Şu an sizden istediğim, 2008 yılından bu yana kanunen hakkım olan bakım maaşının hangi gerekçe ile bana ödenmediğinin araştırılması ve eğer kanun kapsamında ise bu maaşın tarafıma bağlanmasıdır. Kendi devletimi mahkemeye vermeme adına bu başvuruyu yapıyorum. Gerekirse haklarımı günlük yasal faizi ile alma yolunda kanuni yollarla da arayacağım belirtmek isterim.
"
3.06.2022
10 Nisan günü 2022 tarihinde CİMER’e Bakım maaşı konusunda durumumun tekrardan araştırılması için bir başvurum olmuştu, çünkü 2008 yılında Bakım maaşı kanunlaştığı günlerde başvurumda evin geliri 30- TL yüksek olduğu için başvurum ret edilmişti.
Engellisine bakan kişiye verilen bu maaş; iki üç evi, lüks arabası, iş yeri olan bir çok AKP MHP üyesi olan Bakım maaşını alabiliyor.
Neredeyse üç ay önce CİMER’e bu başvurum sonrası bugün saat 11:40’da kapımıza bir hanımefendi geldi, annem gelip tamamen kendisinin bakımına bağlı yüzde 80 engel raporu olan tekerlekli sandalyeli beni kapı önüne hanımefendinin karşısına getirdi ve onunla görüşmeye başladım.

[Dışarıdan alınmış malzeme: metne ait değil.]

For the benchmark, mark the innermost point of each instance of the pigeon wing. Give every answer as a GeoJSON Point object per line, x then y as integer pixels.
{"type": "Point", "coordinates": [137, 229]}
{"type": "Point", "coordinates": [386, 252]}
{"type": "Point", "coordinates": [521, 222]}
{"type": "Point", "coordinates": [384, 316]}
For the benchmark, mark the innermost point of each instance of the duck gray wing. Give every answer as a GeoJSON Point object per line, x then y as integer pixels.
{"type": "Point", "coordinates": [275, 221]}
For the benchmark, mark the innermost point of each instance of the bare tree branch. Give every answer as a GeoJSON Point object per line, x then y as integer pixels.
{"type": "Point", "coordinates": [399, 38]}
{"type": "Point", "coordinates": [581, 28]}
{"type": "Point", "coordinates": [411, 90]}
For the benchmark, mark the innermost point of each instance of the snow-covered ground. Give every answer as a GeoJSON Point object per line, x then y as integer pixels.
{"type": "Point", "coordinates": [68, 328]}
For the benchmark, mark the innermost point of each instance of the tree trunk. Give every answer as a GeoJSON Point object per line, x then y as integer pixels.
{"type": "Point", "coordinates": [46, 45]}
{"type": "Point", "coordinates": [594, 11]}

Aile ve sosyal hizmetler bakanlığı tarafından yönlendirilen bu hanımefendi CİMER’e başvurum hakkında bana bilgi verip ne yapacağım konusunda beni yönlendirdi. Bana; şu anda evde dört kişi yaşadığını, babamın işçi emeklisi olduğunu ve aldığı maaşı söyledi, benim malulen emekli olduğumu ve aldığım maaşı söyledi, bizimle yaşayan kardeşimin asgari ücretli olduğunu ve aldığı maaşı tek tek belirtti. Hatta bunları, ondan önce ben söyledin, çünkü okuduğu kağıtta ne yazdığının farkındayım.
Sonra hesap makinesiyle rakamları hesapladı: “evin gelirinin 12.000- TL küsur olduğunu, bunu evde yaşayan dört kişiye böldüğünde de kişi başına 3.150- TL düştüğünü, Bakım maaşı alabilmek için bu rakamın 2835- TL olması gerektiğini” söyledi.
Bu sebeple de kişi başına gelirin 2835- TL’ye düşürülmesi için bir şeyler yapılması gerektiğini, mesela asgari ücretli kardeşimin evden ayrılması olabileceğini” söyledi. Eğer bunlar yapıldığında sınır olan kişi başına 2835- TL’yi tutturabileceğimizi” söyledi.
Sonrasında hanımefendi “başvurumun olduğu taktirde Bakım maaşı alabileceğimi, ama konu hakkında tekrardan CİMER’e baş vurmamamı" istedi.
Ben, hanımefendinin bana verdiği o taktikleri uygulamadığım için 2008 yılından bu yana Bakım maaşı alamıyorum.